I look for competency first, not any specific methodology; A doctorate is a good sign but no guarantee. Published papers are even better, read through some if they have them, thought that might correspond to academic competency instead of clinical. I find that the specific method they employ has a lot less to do with success than the person administering it or their experience. Lots of diverse experience is good. Current shrink did some years working in prisons, some years working with disabled veterans, some years working with the blind, some years working with the elderly before she settled down to private practice. I find it allows her a much more open-minded and empathetic perspective just from having seen so much of humanity.
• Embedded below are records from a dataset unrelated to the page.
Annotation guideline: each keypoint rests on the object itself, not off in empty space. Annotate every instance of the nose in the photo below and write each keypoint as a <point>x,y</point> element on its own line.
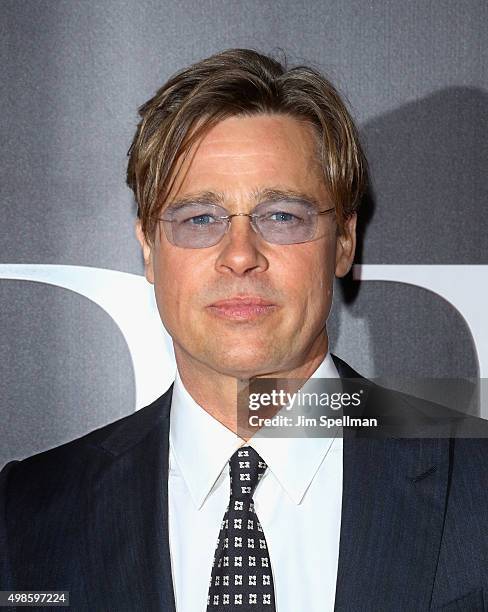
<point>241,249</point>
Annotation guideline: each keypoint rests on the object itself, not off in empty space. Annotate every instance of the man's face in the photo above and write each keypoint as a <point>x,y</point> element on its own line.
<point>245,307</point>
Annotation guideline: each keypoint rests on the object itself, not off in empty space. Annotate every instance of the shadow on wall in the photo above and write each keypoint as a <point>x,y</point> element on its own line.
<point>426,205</point>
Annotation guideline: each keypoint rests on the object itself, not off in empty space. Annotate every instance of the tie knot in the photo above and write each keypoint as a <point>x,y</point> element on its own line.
<point>246,470</point>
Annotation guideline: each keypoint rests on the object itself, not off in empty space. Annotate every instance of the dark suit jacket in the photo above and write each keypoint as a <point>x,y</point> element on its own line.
<point>91,517</point>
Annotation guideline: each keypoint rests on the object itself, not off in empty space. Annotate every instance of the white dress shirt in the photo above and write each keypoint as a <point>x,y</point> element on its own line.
<point>298,502</point>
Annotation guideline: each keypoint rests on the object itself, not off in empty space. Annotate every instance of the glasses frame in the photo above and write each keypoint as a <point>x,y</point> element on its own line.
<point>252,216</point>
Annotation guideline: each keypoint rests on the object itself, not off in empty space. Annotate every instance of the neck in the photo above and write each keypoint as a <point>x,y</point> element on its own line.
<point>217,392</point>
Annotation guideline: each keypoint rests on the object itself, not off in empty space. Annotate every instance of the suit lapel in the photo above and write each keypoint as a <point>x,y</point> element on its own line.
<point>128,504</point>
<point>393,504</point>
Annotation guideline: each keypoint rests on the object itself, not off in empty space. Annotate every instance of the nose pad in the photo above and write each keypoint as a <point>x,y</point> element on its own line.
<point>239,225</point>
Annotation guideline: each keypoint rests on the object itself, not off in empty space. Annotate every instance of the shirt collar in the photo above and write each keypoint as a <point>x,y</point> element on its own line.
<point>202,446</point>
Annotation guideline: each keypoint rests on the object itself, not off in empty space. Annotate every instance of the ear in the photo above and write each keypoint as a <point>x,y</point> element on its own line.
<point>346,247</point>
<point>147,253</point>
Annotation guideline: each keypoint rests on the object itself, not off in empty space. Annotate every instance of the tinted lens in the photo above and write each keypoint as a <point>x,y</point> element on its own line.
<point>286,222</point>
<point>194,226</point>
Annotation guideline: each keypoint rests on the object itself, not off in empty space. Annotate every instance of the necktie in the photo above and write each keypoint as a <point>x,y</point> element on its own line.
<point>241,572</point>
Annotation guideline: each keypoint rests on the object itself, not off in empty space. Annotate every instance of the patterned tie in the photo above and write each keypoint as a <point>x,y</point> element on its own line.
<point>241,573</point>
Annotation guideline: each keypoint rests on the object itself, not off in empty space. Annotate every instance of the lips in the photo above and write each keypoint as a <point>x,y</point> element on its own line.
<point>242,308</point>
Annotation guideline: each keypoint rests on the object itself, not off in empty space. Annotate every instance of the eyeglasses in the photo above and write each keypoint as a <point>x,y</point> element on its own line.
<point>197,225</point>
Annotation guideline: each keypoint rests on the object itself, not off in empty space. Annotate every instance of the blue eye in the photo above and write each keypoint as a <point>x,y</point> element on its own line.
<point>201,220</point>
<point>283,217</point>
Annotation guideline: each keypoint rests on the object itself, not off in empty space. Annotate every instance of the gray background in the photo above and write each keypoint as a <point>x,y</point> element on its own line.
<point>72,76</point>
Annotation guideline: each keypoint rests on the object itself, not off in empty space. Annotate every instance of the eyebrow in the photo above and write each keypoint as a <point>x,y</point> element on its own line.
<point>258,196</point>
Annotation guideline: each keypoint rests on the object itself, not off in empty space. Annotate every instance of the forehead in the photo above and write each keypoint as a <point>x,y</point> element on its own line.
<point>243,154</point>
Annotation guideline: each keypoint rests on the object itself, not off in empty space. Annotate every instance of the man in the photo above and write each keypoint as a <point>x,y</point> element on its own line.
<point>248,178</point>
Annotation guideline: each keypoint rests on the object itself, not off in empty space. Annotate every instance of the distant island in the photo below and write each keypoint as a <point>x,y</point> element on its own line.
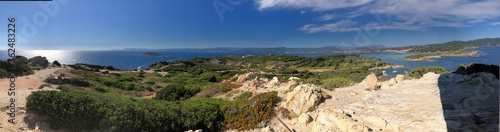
<point>451,46</point>
<point>428,56</point>
<point>152,54</point>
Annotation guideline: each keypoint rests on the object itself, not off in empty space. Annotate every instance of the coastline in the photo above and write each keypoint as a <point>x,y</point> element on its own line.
<point>430,56</point>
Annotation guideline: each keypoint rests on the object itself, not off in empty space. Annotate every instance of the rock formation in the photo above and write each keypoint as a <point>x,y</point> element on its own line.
<point>303,98</point>
<point>371,81</point>
<point>38,62</point>
<point>449,102</point>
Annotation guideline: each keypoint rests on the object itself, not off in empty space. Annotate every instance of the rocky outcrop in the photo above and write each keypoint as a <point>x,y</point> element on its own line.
<point>326,121</point>
<point>371,81</point>
<point>38,62</point>
<point>273,83</point>
<point>303,98</point>
<point>399,78</point>
<point>449,102</point>
<point>245,77</point>
<point>470,102</point>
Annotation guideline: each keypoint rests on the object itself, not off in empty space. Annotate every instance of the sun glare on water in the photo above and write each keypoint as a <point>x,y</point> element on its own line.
<point>51,55</point>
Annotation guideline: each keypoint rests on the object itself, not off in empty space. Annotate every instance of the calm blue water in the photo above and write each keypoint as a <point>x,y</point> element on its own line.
<point>135,59</point>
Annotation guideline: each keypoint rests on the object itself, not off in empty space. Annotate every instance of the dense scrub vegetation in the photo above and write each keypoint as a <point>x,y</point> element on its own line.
<point>418,72</point>
<point>344,69</point>
<point>94,97</point>
<point>76,110</point>
<point>476,68</point>
<point>20,67</point>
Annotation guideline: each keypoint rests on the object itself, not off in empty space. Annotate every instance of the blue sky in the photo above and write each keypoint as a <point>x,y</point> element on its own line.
<point>116,24</point>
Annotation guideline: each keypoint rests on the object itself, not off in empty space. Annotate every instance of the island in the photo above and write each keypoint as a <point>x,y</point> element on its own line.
<point>429,56</point>
<point>260,93</point>
<point>152,54</point>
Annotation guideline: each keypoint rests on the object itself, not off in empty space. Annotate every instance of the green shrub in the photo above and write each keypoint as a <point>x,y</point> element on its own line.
<point>89,111</point>
<point>56,63</point>
<point>80,82</point>
<point>336,82</point>
<point>418,72</point>
<point>174,92</point>
<point>44,85</point>
<point>476,68</point>
<point>261,110</point>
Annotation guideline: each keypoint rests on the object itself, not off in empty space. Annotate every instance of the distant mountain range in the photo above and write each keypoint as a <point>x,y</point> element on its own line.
<point>439,47</point>
<point>274,50</point>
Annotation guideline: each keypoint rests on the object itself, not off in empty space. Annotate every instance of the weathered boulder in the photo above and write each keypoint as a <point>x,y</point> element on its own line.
<point>302,99</point>
<point>38,62</point>
<point>430,76</point>
<point>470,102</point>
<point>293,78</point>
<point>371,81</point>
<point>399,78</point>
<point>305,118</point>
<point>328,121</point>
<point>247,76</point>
<point>273,83</point>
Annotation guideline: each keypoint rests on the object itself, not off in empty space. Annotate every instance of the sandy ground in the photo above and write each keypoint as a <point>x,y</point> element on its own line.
<point>24,86</point>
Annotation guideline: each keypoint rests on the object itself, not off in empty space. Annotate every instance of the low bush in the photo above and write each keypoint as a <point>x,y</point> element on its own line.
<point>89,111</point>
<point>476,68</point>
<point>418,72</point>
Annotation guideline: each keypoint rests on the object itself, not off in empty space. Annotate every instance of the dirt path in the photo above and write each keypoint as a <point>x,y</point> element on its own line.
<point>25,85</point>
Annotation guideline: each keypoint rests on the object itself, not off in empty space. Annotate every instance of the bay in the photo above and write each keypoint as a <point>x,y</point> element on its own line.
<point>135,59</point>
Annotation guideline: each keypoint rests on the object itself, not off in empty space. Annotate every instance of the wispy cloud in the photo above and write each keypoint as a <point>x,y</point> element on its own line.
<point>314,4</point>
<point>326,17</point>
<point>416,15</point>
<point>495,23</point>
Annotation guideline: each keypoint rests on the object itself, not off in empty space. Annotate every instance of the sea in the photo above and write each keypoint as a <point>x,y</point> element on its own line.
<point>129,60</point>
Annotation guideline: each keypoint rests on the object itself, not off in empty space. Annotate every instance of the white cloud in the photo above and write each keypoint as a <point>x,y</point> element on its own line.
<point>326,17</point>
<point>341,26</point>
<point>495,23</point>
<point>314,4</point>
<point>404,14</point>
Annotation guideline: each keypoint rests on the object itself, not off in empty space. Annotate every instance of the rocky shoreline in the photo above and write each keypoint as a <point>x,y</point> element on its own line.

Always send them an email before you propose to book their services, that will tend to give you a decent idea of their communication, especially if you can get a decent email chain going, though of course some people are terrible emailers or texters or phone callers but are great in person so don’t take any of these as gospel but as clues. I straight up would not consider seeing a shrink over telephone or televisual unless I’d already established an excellent rapport with them in-person.
One thing I always do now is, If I decide to book with them, intentionally find something to criticize. Was I made to wait 5 minutes past the appointed time? Is the chair in the room uncomfortable? Is there a distracting smell in the room? What you criticize doesn’t matter as long as it’s true and valid, falsity won’t do here, just be honest and kind. It should ideally be something they have control over, but I don’t nitpick. So, “I’d prefer the shades drawn” is probably a nitpick (unless you’re photosensitive or something) but the chair is something you’re gonna be sitting in for an hour. What you’re looking for is not the solution to the critique, but the response to the critique. Are they dismissive, apologetic, aware-but-there’s-nothing-they-can-do-about-it, do they accommodate you, etc. This will tell you a thousand times more than their website blurb about their style. It’s testing whether their ego can handle criticism, and whether/how far they’ll go to accommodate your needs. I test potential employers this way, too. You can tell a lot about a person by their reaction to honest, valid, kindly-expressed criticism. You’ll never be able to tell whether they will be a good fit for you from this, but you can tell from an bad reaction to criticism that they won’t be a good fit.
hope this helps
edit: Oh, and ironically I find that it helps to have someone who is different from you in important ways. With a friend, you want someone who you share a lot of common interests with and by extension probably think pretty similarly to. With a therapist it’s practically the opposite: you want someone who has Therapy in common with you, and can see things from a different perspective than you do. There’s such a thing as too much of this, but in general a perspective that significantly diverges from your own is a good thing.